Let G be a lie group . we know a Lie group is a group with a smooth manifold structure s.t both the multiplication map $m$ and group inversion map $i$ are smooth .
Now by identifying $T_{(e,e)}(G\times G)\simeq T_eG\oplus T_eG $ , I can show that the tangent map $T_{(e,e)}m:T_eG\oplus T_eG\mapsto T_eG$ is given by $T_{(e,e)}m.(X,Y)=X+Y$.
Now , I wanna use this result to show that the tangent map $T_ei:T_e(G)\mapsto T_e(G)$ is given by $T_ei.X=-X$ since it seems hard to directly derive this result.
My attempt is to define a map $m':G\times G \mapsto G$ by $ g.g^{-1}=e$.Then $T_{(e,e)}m'.(X,Y)=X+Y$= 0 .

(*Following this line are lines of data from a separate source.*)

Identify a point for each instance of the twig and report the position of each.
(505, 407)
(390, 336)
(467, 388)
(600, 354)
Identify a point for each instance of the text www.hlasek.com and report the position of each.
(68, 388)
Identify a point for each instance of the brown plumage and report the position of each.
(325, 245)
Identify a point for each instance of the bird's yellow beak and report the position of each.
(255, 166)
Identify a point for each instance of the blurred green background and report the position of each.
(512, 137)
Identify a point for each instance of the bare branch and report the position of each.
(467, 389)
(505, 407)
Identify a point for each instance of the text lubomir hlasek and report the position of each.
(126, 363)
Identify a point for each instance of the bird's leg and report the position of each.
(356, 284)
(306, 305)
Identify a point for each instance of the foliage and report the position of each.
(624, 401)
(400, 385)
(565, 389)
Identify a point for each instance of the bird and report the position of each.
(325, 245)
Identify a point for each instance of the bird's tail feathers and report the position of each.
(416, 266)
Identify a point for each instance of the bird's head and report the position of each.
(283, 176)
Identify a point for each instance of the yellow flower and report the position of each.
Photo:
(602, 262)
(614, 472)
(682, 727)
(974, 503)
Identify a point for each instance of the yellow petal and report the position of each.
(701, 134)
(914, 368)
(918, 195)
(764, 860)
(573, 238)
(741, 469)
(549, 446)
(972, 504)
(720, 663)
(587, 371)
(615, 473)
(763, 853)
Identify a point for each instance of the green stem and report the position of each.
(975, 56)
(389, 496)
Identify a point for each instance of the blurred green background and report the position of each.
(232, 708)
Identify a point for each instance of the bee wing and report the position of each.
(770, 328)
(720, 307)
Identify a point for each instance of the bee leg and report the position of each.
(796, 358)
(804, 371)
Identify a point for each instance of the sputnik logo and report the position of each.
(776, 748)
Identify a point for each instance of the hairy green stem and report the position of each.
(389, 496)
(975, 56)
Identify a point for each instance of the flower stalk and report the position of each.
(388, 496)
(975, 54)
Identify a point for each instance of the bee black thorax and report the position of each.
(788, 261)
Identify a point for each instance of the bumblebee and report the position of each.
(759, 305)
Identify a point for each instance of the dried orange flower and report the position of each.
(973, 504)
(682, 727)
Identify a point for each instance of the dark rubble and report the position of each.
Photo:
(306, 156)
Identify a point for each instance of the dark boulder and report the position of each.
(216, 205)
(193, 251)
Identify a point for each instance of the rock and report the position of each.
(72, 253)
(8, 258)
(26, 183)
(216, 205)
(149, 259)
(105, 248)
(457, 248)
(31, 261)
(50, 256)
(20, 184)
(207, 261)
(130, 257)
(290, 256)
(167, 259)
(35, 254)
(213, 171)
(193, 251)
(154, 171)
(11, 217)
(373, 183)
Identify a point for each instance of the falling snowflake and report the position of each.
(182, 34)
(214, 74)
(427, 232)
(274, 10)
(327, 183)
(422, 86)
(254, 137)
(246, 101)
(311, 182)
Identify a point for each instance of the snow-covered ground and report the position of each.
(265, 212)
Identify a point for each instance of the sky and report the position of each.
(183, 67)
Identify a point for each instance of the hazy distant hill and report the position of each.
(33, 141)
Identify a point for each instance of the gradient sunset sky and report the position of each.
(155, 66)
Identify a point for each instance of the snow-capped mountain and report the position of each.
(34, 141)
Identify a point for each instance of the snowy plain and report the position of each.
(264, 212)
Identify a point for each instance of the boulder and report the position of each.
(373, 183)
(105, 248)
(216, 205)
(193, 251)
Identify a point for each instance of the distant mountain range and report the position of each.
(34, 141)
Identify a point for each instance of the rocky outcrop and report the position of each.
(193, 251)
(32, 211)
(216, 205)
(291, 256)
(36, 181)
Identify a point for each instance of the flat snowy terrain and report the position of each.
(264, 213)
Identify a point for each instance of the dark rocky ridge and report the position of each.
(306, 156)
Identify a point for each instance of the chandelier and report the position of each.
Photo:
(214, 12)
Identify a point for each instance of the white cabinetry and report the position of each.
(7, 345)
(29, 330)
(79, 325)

Now the question is I don't know how to relate $T_{(e,e)}m'.(X,Y)=X+Y$= 0 to $T_ei.X=-X$.I am also not sure about the correct way to define $m'$. Could someone help me with it ? Thanks a lot.
Best Answer
Consider the composition $G\rightarrow G\times G\rightarrow G$ where the first map sends $g$ to $(g,g^{-1})$, and the second map is $m$: it sends $(g,h)$ to $gh$.
This composition is constant, so its differential must be $0$. On the other hand, if you compute the differential via the chain rule, you'll get the result you want.